The duke has come back!
He must have forgotten his hat or maybe his gloves.
She folded her arms across her chest. That was too bad. She wasn’t going to open the door to him. His hands could freeze or his head could get dripping wet, for all she cared.
The knocker sounded again. Louder. Harder.
She smiled, taking perverse pleasure in imagining the tall, strapping man standing hatless in the pouring rain.
But a moment later, her resolve weakened. She relented and ran her hands down the sides of her skirt. She had to go to the door. If she didn’t, he would continue to knock until one of the girls heard and let him in.
She strode purposefully to the door and opened it, prepared to do battle again.
“God’s teeth! What in heaven’s name took you so long to get here?”
A beautiful lady with coal black eyes swept past Louisa in a swirl of dark green skirts and a black cape. An older, stocky-built woman with a dour expression on her round face walked in behind her, carrying a traveling satchel.
“First, I have to endure a rainstorm for hours in a leaking carriage that was stuck up to its axles in mud. Then when the roads finally dried out and we get a new carriage, a wheel breaks, delaying us further. Dash it all, I thought I’d never get here, and when I do, what happens?
I’m left standing on the stoop to freeze in the chilling rain.
” The lady abruptly stopped her tirade and looked at Louisa and asked, “Which room do you have me in?”
Taken aback by the harsh, demanding tone coming from such a lovely lady, Louisa cleared her throat and opened her mouth to speak, but before a sound was uttered the stranger declared, “Never mind. Manny, go look over all the rooms and take the one you think will best suit me. If someone’s things are already in there, move them out.
If I’m going to be responsible for half a dozen girls, I’m going to very well be comfortable doing it.
Then go out and have the driver bring up my trunks. ”
“Yes, madam.”
The lady looked Louisa up and down and promptly said, “Who are you?”
Louisa started to clear her throat again and thought better of it.
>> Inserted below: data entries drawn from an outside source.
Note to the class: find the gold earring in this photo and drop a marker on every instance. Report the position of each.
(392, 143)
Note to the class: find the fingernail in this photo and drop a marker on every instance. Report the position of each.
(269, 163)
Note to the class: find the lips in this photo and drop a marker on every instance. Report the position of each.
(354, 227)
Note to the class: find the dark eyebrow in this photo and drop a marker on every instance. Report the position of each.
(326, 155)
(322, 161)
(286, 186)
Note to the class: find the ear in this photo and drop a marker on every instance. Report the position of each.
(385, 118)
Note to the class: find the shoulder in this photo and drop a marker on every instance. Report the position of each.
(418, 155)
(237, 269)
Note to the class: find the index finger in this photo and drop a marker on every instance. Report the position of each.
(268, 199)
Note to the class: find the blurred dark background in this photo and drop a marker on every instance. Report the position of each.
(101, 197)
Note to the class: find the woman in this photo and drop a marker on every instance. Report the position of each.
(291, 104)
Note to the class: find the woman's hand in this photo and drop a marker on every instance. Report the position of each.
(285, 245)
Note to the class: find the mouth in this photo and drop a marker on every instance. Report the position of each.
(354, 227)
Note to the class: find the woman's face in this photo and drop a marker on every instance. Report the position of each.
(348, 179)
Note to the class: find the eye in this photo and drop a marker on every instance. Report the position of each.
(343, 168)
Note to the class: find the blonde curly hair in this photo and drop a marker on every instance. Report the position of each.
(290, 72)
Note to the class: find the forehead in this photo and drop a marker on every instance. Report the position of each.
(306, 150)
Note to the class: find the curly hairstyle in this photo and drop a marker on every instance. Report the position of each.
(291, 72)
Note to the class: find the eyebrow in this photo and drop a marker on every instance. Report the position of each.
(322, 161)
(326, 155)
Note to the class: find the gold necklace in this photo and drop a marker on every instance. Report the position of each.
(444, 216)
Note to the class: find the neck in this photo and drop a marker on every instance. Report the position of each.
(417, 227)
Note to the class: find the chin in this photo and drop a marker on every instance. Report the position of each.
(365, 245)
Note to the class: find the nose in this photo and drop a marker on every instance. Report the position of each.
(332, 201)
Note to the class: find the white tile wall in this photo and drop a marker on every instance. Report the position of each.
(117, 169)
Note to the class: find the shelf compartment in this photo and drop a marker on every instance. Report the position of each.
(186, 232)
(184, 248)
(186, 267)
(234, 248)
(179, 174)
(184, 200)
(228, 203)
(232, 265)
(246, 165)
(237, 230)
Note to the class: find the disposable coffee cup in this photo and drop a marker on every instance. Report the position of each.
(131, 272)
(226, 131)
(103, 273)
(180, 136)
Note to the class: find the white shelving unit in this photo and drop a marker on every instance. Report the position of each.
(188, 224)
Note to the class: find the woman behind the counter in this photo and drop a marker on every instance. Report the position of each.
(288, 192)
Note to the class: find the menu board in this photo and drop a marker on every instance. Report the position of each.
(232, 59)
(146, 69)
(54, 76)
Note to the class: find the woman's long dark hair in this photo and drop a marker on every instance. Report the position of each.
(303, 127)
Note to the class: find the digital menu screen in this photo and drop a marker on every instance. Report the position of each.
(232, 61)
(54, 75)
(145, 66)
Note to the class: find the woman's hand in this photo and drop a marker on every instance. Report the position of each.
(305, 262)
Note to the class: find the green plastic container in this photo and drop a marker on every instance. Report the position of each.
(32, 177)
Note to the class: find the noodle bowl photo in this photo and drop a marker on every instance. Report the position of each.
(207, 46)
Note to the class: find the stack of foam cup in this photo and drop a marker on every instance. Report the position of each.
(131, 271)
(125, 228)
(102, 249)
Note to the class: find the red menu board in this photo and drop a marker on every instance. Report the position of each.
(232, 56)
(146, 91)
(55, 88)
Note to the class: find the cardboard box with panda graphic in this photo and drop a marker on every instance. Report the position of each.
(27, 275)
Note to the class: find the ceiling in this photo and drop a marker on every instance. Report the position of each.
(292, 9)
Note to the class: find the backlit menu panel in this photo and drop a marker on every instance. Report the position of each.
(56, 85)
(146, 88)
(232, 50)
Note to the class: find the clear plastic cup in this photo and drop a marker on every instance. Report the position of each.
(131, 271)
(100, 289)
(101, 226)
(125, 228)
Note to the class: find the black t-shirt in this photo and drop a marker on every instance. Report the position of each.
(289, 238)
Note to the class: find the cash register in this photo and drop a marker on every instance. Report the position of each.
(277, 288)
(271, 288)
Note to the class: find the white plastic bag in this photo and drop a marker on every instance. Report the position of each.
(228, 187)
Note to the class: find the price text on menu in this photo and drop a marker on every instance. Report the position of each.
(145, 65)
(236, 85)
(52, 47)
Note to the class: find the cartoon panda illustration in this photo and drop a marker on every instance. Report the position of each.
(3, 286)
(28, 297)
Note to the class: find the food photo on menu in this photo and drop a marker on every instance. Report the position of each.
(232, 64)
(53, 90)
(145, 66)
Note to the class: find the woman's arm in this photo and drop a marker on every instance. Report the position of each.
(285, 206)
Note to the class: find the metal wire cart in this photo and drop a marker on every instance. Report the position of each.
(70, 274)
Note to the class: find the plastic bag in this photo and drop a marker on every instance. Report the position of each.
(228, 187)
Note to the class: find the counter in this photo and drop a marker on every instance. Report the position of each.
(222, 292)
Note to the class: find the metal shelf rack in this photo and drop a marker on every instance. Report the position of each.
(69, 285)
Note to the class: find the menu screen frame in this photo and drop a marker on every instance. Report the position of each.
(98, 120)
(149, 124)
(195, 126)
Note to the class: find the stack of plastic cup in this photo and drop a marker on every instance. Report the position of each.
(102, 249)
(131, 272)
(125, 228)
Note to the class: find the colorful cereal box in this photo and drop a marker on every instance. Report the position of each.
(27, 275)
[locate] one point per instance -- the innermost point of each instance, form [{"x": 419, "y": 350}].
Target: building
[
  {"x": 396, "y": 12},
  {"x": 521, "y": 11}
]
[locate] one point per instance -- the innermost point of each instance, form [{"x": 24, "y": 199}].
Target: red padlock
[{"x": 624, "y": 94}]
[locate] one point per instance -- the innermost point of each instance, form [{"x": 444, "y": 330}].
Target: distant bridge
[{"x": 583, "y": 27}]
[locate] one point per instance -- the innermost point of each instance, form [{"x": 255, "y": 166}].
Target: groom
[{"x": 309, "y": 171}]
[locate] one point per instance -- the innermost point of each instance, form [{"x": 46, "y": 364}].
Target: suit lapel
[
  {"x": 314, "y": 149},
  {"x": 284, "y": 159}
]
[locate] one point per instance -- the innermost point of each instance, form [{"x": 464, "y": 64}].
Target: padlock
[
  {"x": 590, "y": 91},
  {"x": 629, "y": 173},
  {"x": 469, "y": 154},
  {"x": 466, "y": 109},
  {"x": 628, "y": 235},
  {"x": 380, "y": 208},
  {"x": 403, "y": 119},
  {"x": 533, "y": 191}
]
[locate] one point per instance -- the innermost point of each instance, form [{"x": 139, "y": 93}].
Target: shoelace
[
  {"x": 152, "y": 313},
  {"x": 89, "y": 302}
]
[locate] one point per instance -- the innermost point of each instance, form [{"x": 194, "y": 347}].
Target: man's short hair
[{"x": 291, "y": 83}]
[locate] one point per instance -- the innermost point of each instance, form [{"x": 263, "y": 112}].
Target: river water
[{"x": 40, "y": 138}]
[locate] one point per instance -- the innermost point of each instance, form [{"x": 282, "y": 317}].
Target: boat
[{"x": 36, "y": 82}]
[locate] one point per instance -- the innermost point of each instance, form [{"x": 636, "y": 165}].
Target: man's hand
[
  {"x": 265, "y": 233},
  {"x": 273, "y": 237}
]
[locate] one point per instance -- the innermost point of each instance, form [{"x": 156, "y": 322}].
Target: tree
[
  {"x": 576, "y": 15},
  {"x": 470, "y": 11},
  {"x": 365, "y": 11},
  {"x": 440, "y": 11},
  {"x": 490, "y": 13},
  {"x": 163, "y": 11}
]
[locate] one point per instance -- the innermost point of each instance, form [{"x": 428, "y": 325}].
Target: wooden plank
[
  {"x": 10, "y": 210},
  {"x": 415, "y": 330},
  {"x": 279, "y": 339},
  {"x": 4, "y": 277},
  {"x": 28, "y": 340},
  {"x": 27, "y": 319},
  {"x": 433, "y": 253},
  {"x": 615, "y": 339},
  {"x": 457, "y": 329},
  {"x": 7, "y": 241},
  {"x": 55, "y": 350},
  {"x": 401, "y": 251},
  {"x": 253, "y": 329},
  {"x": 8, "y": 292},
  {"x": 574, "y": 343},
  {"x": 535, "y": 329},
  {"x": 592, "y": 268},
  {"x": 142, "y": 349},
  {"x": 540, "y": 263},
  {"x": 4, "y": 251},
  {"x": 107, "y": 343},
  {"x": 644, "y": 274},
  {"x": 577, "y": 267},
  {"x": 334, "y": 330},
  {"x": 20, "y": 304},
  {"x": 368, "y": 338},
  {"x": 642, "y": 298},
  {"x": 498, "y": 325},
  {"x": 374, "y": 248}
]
She had already seen enough to know that she couldn’t show this person any hesitation or weakness. “I am Louisa Prim, and who might you be?”
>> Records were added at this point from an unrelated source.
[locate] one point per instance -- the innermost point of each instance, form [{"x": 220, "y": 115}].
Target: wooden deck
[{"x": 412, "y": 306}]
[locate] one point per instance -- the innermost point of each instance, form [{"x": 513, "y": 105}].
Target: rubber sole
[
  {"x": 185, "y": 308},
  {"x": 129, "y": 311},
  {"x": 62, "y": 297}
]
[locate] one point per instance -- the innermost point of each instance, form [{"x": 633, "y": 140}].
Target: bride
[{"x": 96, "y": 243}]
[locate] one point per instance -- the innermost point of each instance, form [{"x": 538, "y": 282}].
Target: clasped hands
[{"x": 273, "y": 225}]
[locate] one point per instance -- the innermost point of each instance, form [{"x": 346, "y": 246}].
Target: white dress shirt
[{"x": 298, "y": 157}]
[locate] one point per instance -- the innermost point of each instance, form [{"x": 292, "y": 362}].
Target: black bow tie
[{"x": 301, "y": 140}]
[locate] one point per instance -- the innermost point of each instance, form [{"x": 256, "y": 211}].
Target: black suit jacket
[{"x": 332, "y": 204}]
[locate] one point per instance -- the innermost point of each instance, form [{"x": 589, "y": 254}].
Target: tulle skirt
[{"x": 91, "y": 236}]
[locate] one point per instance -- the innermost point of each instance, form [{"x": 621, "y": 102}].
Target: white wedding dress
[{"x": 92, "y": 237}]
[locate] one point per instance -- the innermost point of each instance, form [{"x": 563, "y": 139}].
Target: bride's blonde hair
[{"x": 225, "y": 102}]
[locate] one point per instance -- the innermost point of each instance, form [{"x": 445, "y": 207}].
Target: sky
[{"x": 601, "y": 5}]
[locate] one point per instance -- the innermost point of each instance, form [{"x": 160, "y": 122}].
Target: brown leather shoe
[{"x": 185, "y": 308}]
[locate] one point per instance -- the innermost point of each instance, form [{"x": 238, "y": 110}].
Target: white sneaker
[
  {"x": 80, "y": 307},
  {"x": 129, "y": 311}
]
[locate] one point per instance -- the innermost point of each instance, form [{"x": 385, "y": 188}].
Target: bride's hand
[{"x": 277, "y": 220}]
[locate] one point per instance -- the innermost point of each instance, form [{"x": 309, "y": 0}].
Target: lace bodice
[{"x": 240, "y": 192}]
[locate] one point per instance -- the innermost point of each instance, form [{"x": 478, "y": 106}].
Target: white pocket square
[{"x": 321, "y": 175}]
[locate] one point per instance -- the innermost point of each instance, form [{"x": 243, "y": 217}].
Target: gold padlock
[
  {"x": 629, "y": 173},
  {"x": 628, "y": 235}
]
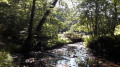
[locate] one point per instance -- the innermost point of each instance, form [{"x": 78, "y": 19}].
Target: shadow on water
[{"x": 70, "y": 55}]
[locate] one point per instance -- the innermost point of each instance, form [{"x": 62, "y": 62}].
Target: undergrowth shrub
[{"x": 105, "y": 44}]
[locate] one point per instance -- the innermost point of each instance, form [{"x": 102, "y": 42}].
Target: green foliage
[
  {"x": 5, "y": 59},
  {"x": 105, "y": 44}
]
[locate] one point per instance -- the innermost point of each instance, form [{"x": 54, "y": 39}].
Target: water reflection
[{"x": 74, "y": 56}]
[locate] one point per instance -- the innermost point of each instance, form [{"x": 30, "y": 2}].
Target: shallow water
[{"x": 72, "y": 55}]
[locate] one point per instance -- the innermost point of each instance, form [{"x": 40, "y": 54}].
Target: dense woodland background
[{"x": 39, "y": 25}]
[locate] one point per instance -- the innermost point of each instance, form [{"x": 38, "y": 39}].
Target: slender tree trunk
[
  {"x": 29, "y": 41},
  {"x": 38, "y": 28},
  {"x": 114, "y": 18},
  {"x": 96, "y": 19}
]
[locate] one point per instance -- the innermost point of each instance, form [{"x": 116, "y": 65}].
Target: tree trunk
[
  {"x": 96, "y": 19},
  {"x": 29, "y": 41},
  {"x": 38, "y": 28},
  {"x": 114, "y": 18}
]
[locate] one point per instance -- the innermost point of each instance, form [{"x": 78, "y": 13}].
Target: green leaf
[{"x": 6, "y": 1}]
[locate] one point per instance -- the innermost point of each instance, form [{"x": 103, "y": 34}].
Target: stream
[{"x": 70, "y": 55}]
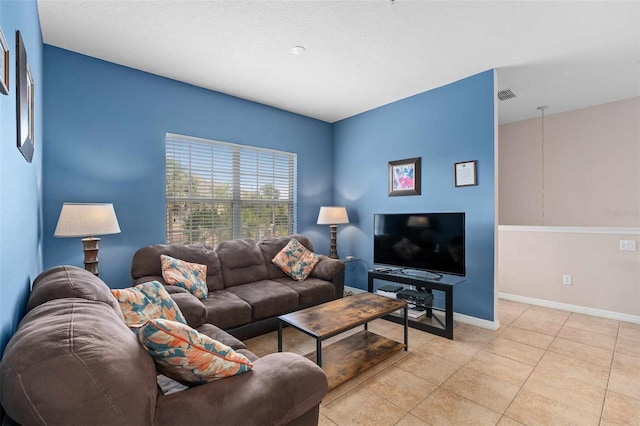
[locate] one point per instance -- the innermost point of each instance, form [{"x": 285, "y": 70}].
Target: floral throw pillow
[
  {"x": 191, "y": 276},
  {"x": 296, "y": 260},
  {"x": 145, "y": 302},
  {"x": 188, "y": 356}
]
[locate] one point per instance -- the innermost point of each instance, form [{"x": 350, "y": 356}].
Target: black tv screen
[{"x": 432, "y": 242}]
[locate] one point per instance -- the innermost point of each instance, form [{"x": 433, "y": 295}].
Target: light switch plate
[{"x": 627, "y": 245}]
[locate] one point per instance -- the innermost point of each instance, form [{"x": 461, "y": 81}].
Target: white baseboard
[
  {"x": 491, "y": 325},
  {"x": 571, "y": 308}
]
The woman started taking off her woolen gloves. “Mrs. Ramona Colthrust. I take it you are one of the misses I am to chaperone for the Season.”
Not if I can help it, Louisa wanted to say but answered instead, “My uncle told me to expect you.” Louisa then looked up at the maid who had almost reached the top of the stairs.
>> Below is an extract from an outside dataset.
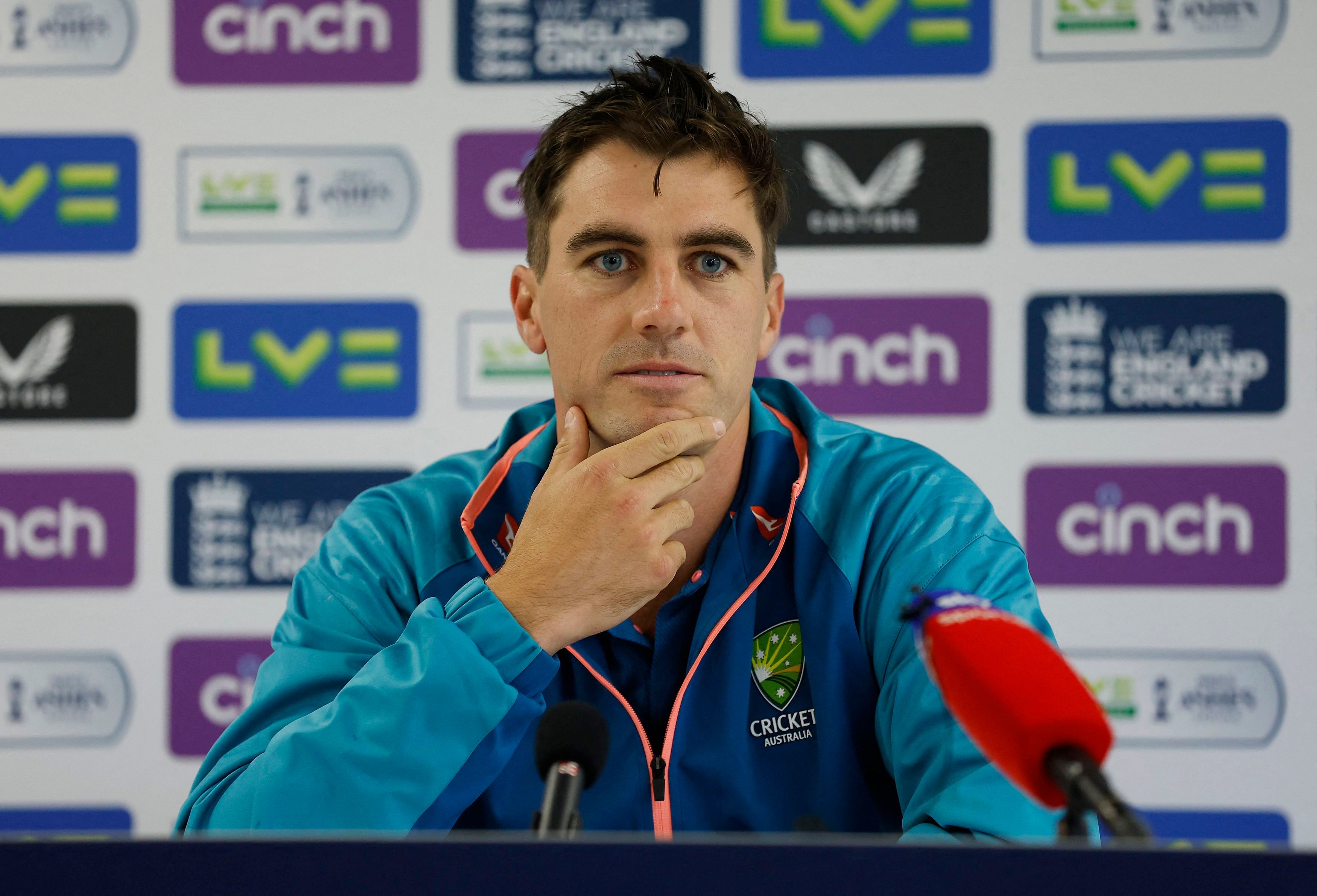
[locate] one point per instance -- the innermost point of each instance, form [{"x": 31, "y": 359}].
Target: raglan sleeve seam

“Manny,” she called, and the woman stopped and looked down at her.
“Mrs. Colthrust’s bedchamber has already been prepared for her.
It’s the second door on the right. It’s the largest and the only one with two windows.
I think she’ll be very comfortable there. ”
Manny cut her eyes around to her mistress.
Mrs. Colthrust threw her gloves on the side table and nodded once to the maid before swinging her cape off her shoulders and saying, “Lord Wayebury told me he had turned your financial matters over to the Duke of Drakestone because you haven’t the good sense to force the duke to make good on his promise to marry you. I assume that is still the case.”
Louisa thought, as if anyone could make that man do something he didn’t want to do. “I have no desire to marry him, and I would think anyone would understand my reasons.”